As with Moses and Joshua, as with the eleven and the others of that first generation to make disciples of all nations, as with David Livingstone, it was the conviction of Christ’s presence that made him a lion of a man and a prince of the gospel in Africa. And it was that same Christ, present with John Paton, who made believers out of so many of those Pacific Islanders whose history and life experience and culture made their acceptance of the Christian gospel, humanly speaking, an utterly unlikely thing.

Now it is for us this morning, brothers and sisters, as we conclude the Gospel of Matthew, to believe what our Savior has said; to take him at his Word, to trust that he will honor his promise: “Surely I am with you always – every hour of every day – to the very end of the age.” That promise is made to you and to me. And it is made to you and to me for the same purpose it was made to the disciples in Galilee, that favored company that heard these words uttered viva voce by Jesus himself. He is with us. We are accompanied through our days and our nights, and especially when we are engaged in the service of the Lord and his gospel, we are accompanied by his presence. He is before us, behind us, and beside us. “The angel of the Lord encamps around those who fear him.”

“I have set the Lord always before me.

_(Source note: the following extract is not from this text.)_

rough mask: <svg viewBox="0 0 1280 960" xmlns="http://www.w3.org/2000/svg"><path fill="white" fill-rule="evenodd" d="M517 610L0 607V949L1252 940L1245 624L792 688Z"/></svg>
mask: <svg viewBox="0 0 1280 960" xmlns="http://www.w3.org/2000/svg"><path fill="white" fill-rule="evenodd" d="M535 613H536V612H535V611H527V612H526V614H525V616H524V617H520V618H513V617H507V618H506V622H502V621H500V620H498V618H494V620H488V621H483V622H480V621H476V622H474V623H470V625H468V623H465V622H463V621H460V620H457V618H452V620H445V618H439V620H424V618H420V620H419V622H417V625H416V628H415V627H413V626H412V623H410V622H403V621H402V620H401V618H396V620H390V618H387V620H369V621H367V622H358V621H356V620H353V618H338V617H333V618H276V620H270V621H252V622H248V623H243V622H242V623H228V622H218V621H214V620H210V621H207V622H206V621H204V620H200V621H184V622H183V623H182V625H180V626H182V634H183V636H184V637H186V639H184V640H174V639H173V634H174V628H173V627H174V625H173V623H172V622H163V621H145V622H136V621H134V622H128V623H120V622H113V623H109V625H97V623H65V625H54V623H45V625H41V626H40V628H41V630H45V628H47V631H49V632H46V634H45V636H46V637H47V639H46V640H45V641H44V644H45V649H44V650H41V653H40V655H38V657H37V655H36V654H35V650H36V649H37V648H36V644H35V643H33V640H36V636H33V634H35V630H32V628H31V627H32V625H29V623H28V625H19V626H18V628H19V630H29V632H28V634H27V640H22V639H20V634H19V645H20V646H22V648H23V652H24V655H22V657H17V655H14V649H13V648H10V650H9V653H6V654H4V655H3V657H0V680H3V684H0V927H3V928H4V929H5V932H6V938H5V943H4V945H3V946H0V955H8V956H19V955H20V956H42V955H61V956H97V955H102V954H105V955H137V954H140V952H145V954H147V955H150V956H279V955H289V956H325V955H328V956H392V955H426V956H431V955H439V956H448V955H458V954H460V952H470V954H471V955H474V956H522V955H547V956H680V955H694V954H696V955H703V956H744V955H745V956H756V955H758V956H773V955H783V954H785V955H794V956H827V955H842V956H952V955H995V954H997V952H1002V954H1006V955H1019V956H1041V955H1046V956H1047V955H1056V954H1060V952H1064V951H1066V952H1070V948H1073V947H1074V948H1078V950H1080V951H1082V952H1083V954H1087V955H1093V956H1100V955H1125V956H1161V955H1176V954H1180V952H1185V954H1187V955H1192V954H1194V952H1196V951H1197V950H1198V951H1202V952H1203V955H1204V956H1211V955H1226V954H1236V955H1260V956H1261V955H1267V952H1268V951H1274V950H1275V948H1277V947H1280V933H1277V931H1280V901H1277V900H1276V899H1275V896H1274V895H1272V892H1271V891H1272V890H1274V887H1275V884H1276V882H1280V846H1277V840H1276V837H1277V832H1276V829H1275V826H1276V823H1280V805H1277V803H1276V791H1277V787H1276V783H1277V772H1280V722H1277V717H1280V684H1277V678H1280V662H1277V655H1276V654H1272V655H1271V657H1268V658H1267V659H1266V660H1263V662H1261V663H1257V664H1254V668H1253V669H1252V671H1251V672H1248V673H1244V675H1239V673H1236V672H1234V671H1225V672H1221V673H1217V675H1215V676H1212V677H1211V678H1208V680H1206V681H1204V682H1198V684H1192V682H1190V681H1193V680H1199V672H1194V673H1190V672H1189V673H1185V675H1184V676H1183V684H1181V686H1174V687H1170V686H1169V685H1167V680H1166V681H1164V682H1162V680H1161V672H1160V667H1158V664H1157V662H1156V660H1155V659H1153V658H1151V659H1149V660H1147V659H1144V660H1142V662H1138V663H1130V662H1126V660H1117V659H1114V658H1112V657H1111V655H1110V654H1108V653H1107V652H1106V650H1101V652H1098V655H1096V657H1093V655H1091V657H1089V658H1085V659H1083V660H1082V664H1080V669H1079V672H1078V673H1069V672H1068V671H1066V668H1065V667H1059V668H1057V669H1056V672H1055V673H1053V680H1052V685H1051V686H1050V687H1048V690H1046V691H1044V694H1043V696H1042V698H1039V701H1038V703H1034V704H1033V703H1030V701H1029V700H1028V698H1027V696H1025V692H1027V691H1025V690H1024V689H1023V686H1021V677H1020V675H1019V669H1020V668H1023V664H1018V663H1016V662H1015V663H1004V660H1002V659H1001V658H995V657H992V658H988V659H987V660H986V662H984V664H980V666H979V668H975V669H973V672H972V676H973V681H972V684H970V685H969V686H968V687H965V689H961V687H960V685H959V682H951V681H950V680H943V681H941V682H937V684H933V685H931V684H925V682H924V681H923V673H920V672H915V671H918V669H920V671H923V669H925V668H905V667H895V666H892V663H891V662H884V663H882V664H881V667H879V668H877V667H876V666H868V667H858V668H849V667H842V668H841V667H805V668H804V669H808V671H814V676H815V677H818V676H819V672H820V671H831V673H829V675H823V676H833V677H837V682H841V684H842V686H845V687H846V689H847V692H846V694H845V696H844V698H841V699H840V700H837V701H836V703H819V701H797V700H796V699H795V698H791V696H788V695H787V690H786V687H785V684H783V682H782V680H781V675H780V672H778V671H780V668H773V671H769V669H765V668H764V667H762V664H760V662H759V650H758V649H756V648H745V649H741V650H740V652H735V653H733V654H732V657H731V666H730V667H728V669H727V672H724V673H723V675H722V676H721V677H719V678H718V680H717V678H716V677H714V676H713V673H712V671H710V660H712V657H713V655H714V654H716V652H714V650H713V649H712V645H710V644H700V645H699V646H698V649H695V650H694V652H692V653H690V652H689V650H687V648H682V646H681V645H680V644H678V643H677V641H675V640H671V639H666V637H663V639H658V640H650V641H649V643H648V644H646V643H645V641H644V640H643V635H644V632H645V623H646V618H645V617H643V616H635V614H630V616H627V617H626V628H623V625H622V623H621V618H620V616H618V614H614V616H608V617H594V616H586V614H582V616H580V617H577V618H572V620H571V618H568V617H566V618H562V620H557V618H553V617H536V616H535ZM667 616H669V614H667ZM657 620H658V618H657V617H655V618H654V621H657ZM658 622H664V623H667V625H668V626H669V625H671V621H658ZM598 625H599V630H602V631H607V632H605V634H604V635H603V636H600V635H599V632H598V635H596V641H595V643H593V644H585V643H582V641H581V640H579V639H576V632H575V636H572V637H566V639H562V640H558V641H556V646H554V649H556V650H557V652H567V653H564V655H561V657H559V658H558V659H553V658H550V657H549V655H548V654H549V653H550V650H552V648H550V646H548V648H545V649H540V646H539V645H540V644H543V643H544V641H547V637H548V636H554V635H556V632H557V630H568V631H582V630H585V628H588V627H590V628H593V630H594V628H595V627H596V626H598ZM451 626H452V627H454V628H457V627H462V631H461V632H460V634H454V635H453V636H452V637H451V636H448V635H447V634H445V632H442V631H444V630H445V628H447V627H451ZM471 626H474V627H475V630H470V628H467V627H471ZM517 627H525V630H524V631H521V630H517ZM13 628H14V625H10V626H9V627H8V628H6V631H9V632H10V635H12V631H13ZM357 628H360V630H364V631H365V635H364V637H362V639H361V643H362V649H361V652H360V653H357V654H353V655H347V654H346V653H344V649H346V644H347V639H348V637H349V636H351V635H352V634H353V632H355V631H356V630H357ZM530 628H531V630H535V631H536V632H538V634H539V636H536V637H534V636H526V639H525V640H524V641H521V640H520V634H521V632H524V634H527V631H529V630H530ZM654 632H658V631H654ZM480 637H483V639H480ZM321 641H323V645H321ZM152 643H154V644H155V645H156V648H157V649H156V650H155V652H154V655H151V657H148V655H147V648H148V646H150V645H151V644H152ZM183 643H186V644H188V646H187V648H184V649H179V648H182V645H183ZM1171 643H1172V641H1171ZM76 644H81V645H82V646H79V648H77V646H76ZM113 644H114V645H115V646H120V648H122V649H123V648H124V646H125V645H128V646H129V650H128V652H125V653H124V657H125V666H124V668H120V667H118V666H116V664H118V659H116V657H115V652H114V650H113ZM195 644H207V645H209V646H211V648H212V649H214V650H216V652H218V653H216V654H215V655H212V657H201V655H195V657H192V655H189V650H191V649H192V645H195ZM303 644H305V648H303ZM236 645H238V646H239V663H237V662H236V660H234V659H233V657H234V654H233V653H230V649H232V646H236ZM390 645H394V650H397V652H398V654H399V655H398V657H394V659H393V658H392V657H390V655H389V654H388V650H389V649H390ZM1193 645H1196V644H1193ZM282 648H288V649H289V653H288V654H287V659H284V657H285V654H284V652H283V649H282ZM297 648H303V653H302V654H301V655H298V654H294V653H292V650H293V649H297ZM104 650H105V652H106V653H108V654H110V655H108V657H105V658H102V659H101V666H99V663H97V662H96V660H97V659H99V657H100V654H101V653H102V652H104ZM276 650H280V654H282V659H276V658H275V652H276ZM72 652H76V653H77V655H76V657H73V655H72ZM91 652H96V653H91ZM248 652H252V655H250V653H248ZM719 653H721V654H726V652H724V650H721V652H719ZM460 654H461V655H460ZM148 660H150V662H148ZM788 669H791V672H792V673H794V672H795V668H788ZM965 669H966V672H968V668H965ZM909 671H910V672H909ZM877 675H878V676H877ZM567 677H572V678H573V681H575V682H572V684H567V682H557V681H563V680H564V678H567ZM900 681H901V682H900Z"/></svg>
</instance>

Because he is at my right hand, I will not be shaken.” [Psalm 16:8]

“Never will I leave you; never will I forsake you.” So we say with confidence, “The Lord is my helper; I will not be afraid. What can man do to me?” [Hebrews 13:5-6]

Is there a more amazing promise than this? That Christ is with us and that we carry his presence with us wherever we go. In a strange way, we have a power over the Lord Jesus. According to his promise, wherever we go, he must go as well! He is as really with us as he was with the disciples during the days of his ministry. But if that is true and we believe it true – as we must! – well, then, that is truth to live by. This is a promise meant to nerve, steel, inspire, and animate the mind and heart. It is a promise meant to set us to doing the Lord’s work in the world. It is meant to make us disciple-makers, – whether among our own children or our friends and neighbors – undaunted by the difficulties of that work, even by the apparent hopelessness of it at first glance.

And those who have done that work in the conviction of Christ’s presence have found him present indeed. And it has been his presence that made their ordinary and unremarkable words to unbelievers powerful and effective to transform their hearts and lives. It has been Christ’s presence that has made even the most unlikely converts as sure of the truth of the gospel of Christ as they are of their own existence. The Lord Christ can do that and here he promises to do that through us! The Lord’s promise should make all of us determined to be numbered among that honored and privileged company who are in the world making disciples for the Lord Jesus Christ.